I've blacked out at least 100 Harleys, many of them are brand new bikes. I would not powdercoat over chrome without blasting it with aluminum oxide to scuff it up so the powder can adhere properly. I have not had one customer come back with powder flacking off. Will powder stick to bare chrome.... probably.... but like with painting, prep is everything. Sent from my SM-G965U using The H.A.M.B. mobile app
These Cragars ( aluminum center with steel hoop ) were rechromed without being taken apart and done separately, doesn't look like either metals were effected to me, much less eaten away.
Wow how did you find someone willing to plate a complete assembled wheel? Looks great. Sent from my iPhone using H.A.M.B.
Here's the business card, I seen on another social media where a couple more guys including the guy that owned those Cragars are sending in more. I have some skinny 5x4.75 Cragars and Rockets that I was possibly thinking about sending in.

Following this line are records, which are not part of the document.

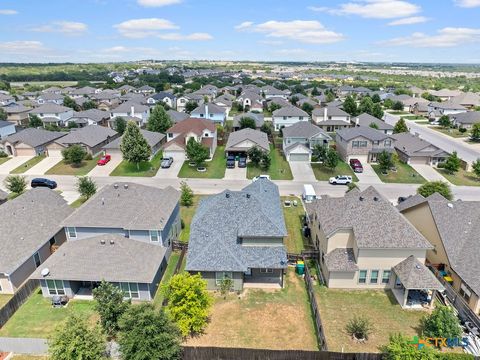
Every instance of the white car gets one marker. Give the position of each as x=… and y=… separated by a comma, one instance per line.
x=340, y=180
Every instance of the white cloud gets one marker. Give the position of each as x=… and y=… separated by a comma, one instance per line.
x=312, y=32
x=446, y=37
x=409, y=21
x=158, y=3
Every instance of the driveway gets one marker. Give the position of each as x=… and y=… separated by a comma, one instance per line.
x=13, y=163
x=302, y=171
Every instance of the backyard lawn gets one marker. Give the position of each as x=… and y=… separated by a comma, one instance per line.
x=279, y=168
x=215, y=168
x=38, y=319
x=323, y=174
x=405, y=174
x=28, y=165
x=263, y=319
x=145, y=168
x=337, y=307
x=63, y=168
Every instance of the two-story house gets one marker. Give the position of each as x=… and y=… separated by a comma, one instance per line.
x=300, y=139
x=123, y=235
x=248, y=250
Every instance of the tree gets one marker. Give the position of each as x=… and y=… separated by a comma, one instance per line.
x=75, y=340
x=442, y=322
x=147, y=333
x=119, y=125
x=189, y=302
x=247, y=122
x=186, y=197
x=86, y=187
x=400, y=126
x=15, y=183
x=134, y=147
x=159, y=120
x=432, y=187
x=110, y=306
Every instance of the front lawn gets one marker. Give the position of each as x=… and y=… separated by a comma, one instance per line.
x=215, y=168
x=338, y=306
x=405, y=174
x=144, y=169
x=62, y=168
x=263, y=319
x=322, y=173
x=279, y=167
x=28, y=165
x=38, y=319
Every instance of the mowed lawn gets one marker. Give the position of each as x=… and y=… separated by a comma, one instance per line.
x=215, y=168
x=263, y=319
x=62, y=168
x=337, y=307
x=28, y=165
x=279, y=168
x=144, y=169
x=405, y=174
x=38, y=319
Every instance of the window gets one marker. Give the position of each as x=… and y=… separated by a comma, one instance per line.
x=362, y=276
x=386, y=276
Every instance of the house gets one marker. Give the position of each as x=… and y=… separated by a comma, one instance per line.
x=359, y=250
x=331, y=118
x=368, y=120
x=300, y=139
x=250, y=250
x=211, y=112
x=92, y=138
x=30, y=230
x=129, y=248
x=287, y=116
x=239, y=142
x=363, y=143
x=451, y=227
x=412, y=149
x=30, y=142
x=202, y=130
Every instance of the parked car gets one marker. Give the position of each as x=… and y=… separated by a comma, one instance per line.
x=104, y=160
x=41, y=182
x=166, y=163
x=356, y=165
x=340, y=180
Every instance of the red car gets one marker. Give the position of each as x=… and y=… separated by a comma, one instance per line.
x=104, y=160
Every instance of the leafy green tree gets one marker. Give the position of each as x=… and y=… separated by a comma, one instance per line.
x=432, y=187
x=147, y=333
x=159, y=120
x=134, y=147
x=189, y=302
x=75, y=340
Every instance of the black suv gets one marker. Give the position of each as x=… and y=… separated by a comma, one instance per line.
x=40, y=182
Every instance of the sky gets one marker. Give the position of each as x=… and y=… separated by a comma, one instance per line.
x=432, y=31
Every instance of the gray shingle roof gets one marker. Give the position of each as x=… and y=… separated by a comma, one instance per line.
x=139, y=207
x=221, y=220
x=127, y=260
x=28, y=222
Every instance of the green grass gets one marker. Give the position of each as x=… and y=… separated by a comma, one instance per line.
x=323, y=174
x=279, y=168
x=405, y=175
x=28, y=165
x=460, y=178
x=215, y=168
x=38, y=319
x=145, y=168
x=63, y=168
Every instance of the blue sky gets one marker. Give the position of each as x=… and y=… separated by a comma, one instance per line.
x=300, y=30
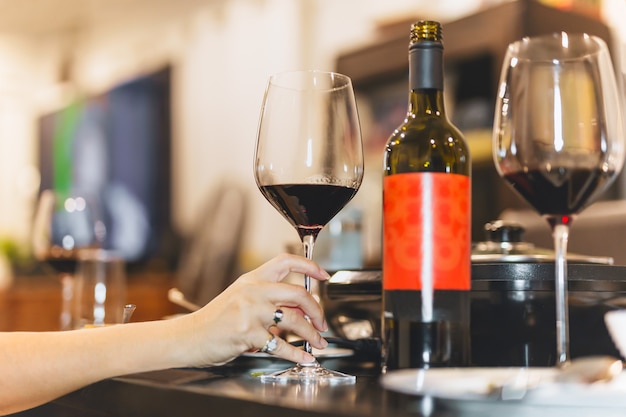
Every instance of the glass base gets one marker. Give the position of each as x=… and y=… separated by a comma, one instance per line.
x=309, y=373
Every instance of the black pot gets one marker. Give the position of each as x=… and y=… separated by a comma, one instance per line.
x=512, y=309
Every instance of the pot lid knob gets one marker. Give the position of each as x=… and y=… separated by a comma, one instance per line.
x=503, y=231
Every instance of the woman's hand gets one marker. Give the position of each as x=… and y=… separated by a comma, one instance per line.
x=241, y=318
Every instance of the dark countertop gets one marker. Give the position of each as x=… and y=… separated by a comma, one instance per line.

If the chrome gets hot enough, it will begin to bubble, particularly so on plated aluminum. If you have access to a blaster, go for it. However, I had some steel Tractionmaster under-ride bars that were chrome-plated. They were too obvious, so I had the powder-coated black. They were first blasted, but I don't know what media was used. The bars turned out well, but the mounting brackets, which are welded to the bars, not so much. Having a plater strip them would be best, but will the cost exceed the value of the rims. No offense, but it doesn't look like they were a big investment. If you consider the cost/effort involved in stripping and painting them, you might find a nice set that will be equal to or less than what you will otherwise spend.